Patent Application
20230009148
Briefly summarized, embodiments disclosed herein are directed to an anti-microbial coated urethral plug to reduce catheter associated urinary tract infections (“CAUTI”). Hospital Acquired Infections (“HAI”), such as CAUTI, are detrimental to the patient, and also incur extra costs in treating these additional complications. Two thirds of all CAUTI occur due to extra-luminal bacterial migration, or bacteria that climb the outside of the Foley catheter into the urinary tract. Some urinary catheters currently available can include various coatings, which when wetted, have anti-microbial properties and can mitigate CAUTI. These coatings are disposed over substantially the entire length of the catheter but can also drive up costs of such devices. These additional costs can deter usage, allowing HAI, such as CAUTI, to persist.
Disclosed herein are apparatus and methods for applying a plug to the urinary meatal opening, after insertion of a urinary catheter, to create a seal therebetween and mitigate extra-luminal bacterial migration. The plug includes coatings, textured surfaces, combinations thereof, or the like, to further mitigate microbial migration at the urethral entrance. Advantageously, embodiments disclosed herein can be used in conjunction with coated urinary catheters to provide improved protection against CAUTI. Further, embodiments disclosed herein can be used with uncoated catheters to reduce costs, improving usage uptake, and still provide effective protection against CAUTI.
Embodiments disclosed herein include a urethral plug configured to engage a urinary catheter and to mitigate urinary tract infection. The urethral plug includes a plug body defining a frustum shape and has a lumen configured to receive the urinary catheter, a slit extending longitudinally and extending from the lumen to a side surface of the plug body, the slit configured to allow the urinary catheter to pass therethrough, one of a textured surface and a coating disposed on a portion of an outer surface and configured to mitigate microbial adhesion, and a distal portion configured to fit within a urethral opening to create a seal between the side surface of the plug body and the urethral opening.

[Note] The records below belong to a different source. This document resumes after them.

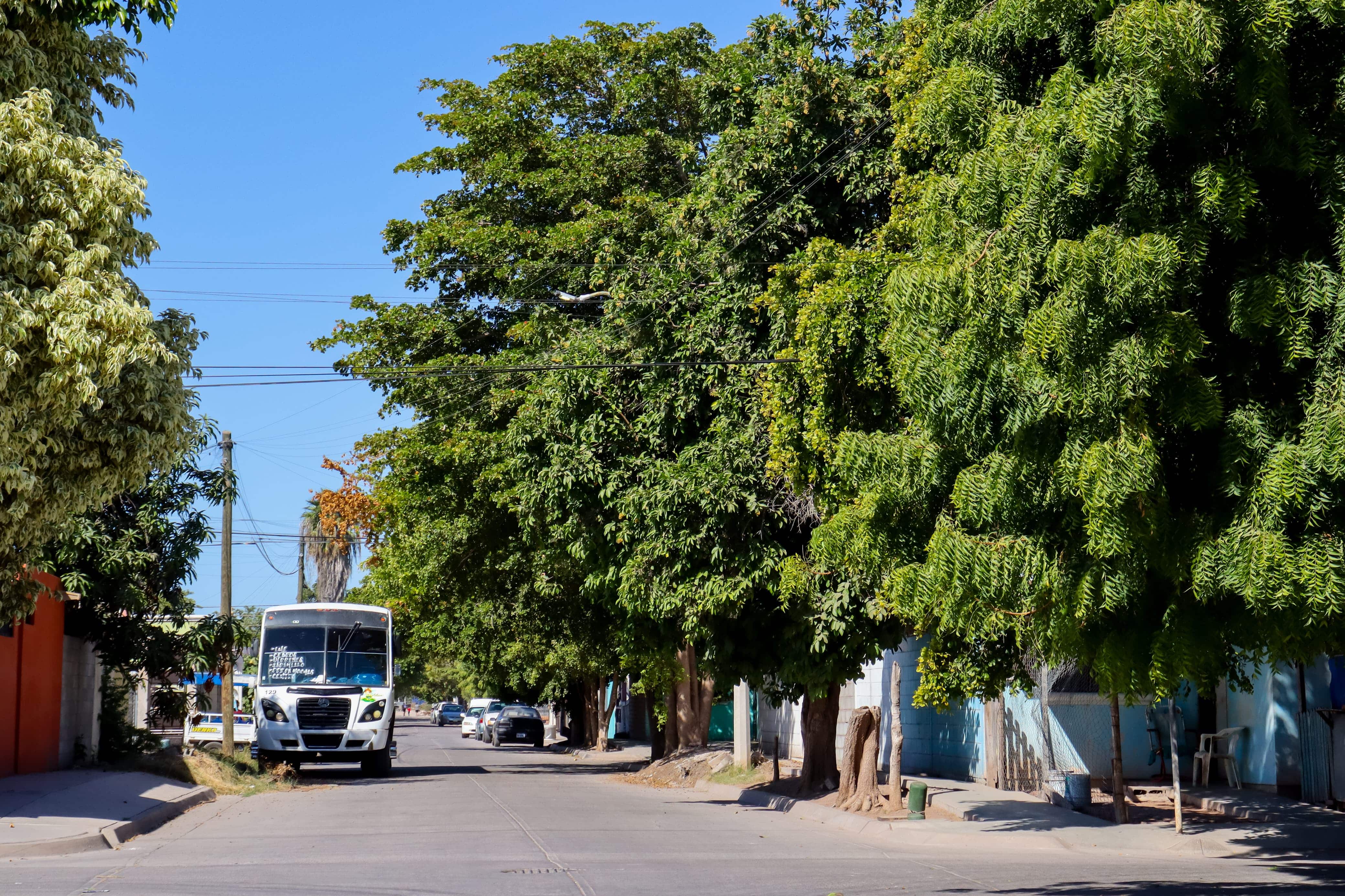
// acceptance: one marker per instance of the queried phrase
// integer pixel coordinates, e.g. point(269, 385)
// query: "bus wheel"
point(379, 763)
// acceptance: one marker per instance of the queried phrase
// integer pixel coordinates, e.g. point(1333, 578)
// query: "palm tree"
point(333, 552)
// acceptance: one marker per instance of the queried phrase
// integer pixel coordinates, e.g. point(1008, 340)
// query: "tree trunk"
point(860, 763)
point(694, 698)
point(1172, 741)
point(590, 714)
point(820, 741)
point(898, 738)
point(670, 741)
point(658, 738)
point(1118, 779)
point(996, 758)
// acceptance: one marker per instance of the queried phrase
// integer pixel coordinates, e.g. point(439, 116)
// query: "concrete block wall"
point(81, 692)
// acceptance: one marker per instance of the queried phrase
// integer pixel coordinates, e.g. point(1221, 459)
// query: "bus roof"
point(329, 606)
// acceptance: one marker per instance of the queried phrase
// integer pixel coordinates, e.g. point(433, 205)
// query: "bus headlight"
point(272, 712)
point(374, 712)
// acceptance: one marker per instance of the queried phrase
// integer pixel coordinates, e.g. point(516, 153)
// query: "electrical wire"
point(474, 372)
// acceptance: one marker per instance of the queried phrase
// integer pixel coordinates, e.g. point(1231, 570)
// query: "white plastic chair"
point(1207, 754)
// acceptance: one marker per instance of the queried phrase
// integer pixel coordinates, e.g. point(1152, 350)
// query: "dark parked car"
point(518, 726)
point(448, 715)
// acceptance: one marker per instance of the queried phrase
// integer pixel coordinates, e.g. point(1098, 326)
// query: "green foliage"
point(563, 525)
point(96, 399)
point(132, 561)
point(45, 46)
point(118, 736)
point(1091, 411)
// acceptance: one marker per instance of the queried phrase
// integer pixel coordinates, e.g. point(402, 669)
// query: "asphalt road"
point(460, 817)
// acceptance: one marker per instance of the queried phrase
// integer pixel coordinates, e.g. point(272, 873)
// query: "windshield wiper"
point(342, 646)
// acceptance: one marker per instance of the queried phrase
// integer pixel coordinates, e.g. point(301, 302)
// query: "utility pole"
point(742, 726)
point(226, 602)
point(300, 599)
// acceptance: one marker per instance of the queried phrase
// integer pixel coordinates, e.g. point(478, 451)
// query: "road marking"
point(518, 823)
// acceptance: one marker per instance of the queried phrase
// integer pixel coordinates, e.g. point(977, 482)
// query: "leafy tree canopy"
point(629, 505)
point(132, 560)
point(1087, 392)
point(93, 383)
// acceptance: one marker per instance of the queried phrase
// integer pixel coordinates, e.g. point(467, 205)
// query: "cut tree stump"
point(860, 763)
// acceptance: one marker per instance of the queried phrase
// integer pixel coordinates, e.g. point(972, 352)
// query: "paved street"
point(460, 817)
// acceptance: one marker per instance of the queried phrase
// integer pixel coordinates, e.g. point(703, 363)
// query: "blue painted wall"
point(949, 744)
point(1269, 754)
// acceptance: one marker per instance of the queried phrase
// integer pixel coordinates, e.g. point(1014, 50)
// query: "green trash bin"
point(917, 793)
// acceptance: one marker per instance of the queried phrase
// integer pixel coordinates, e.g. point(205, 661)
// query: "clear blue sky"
point(268, 134)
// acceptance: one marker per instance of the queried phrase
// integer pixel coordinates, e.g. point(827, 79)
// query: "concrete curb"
point(119, 833)
point(909, 833)
point(942, 831)
point(58, 847)
point(115, 835)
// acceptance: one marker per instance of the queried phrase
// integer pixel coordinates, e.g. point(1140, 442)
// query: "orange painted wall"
point(30, 693)
point(9, 696)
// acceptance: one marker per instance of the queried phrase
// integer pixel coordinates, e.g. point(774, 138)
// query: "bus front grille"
point(314, 715)
point(322, 742)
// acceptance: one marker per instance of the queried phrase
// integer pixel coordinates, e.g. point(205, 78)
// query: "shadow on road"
point(1312, 876)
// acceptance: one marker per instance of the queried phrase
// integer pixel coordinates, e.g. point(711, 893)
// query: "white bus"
point(325, 687)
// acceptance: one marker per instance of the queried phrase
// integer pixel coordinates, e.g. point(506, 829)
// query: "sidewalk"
point(962, 813)
point(74, 812)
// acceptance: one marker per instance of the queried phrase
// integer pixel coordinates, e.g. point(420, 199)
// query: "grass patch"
point(740, 777)
point(239, 775)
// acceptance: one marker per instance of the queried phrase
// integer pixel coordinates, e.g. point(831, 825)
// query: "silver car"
point(470, 720)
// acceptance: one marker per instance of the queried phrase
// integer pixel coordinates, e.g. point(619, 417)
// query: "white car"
point(470, 720)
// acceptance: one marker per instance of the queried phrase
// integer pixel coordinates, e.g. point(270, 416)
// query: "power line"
point(474, 372)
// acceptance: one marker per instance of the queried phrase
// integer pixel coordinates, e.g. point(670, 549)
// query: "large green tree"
point(93, 383)
point(1094, 387)
point(641, 493)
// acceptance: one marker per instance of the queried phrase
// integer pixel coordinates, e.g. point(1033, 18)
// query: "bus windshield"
point(350, 649)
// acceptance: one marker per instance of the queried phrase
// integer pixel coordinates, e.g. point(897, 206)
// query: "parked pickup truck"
point(208, 731)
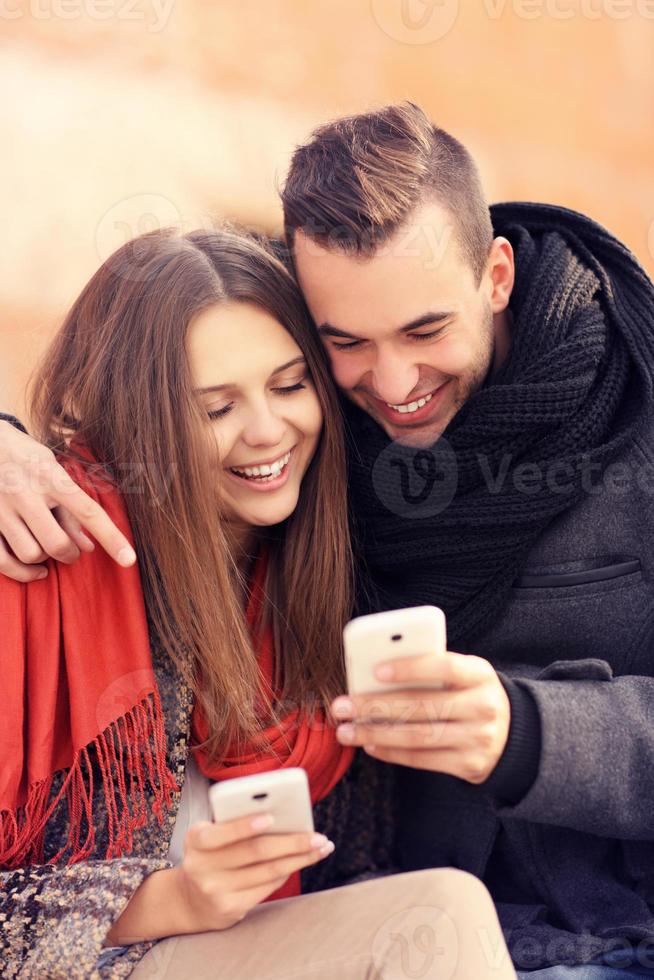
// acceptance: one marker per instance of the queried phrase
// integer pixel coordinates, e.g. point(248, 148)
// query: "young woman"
point(187, 392)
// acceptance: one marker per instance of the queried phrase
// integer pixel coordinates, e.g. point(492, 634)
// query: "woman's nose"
point(264, 428)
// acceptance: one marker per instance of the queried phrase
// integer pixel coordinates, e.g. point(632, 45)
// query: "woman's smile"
point(263, 476)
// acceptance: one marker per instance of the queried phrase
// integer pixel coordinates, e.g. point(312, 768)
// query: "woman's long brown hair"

In some embodiments, the urethral plug further includes a proximal portion configured to remain outside of the urethral opening. The urethral plug further includes a proximal end defining a first diameter, and a distal end defining a second diameter, the second diameter being less than the first diameter. The first diameter is between 3 mm and 30 mm, and the second diameter is between 2 mm and 10 mm. The first diameter is 10 mm, and the second diameter is 4 mm. The textured surface includes one of a superomniphobic texture, a nano-cone texture, a superhydrophobic coating, a Manganese oxide polystyrene (MnO2/PS) nano-composite, a Zinc oxide polystyrene (ZnO/PS) nano-composite, a precipitated calcium carbonate, a carbon nano-tube structures, a silica nano-coating, a fluorinated silanes, or a fluoropolymer coating. The coating may include at least one of a hydrogel coating, an antimicrobial coating such as a silver ion coating and/or a chlorhexidine coating, an antibiotic coating, a medicinal coating, or any other coating suitable for minimizing HAI and improving patient comfort. According to one embodiment, the anti-microbial coating can be the BACTI-GUARD® Infection Prevention coating available from Bactiguard Holding AB. The plug body is suitably formed of a compliant material, including one of a polyvinyl chloride, a polyurethane, a “memory foam,” a silicone rubber, a foam rubber, a latex, or a compliant polymer. The urethral plug may further include a pull tab coupled to a proximal portion of the plug body and configured to facilitate grasping of the urethral plug.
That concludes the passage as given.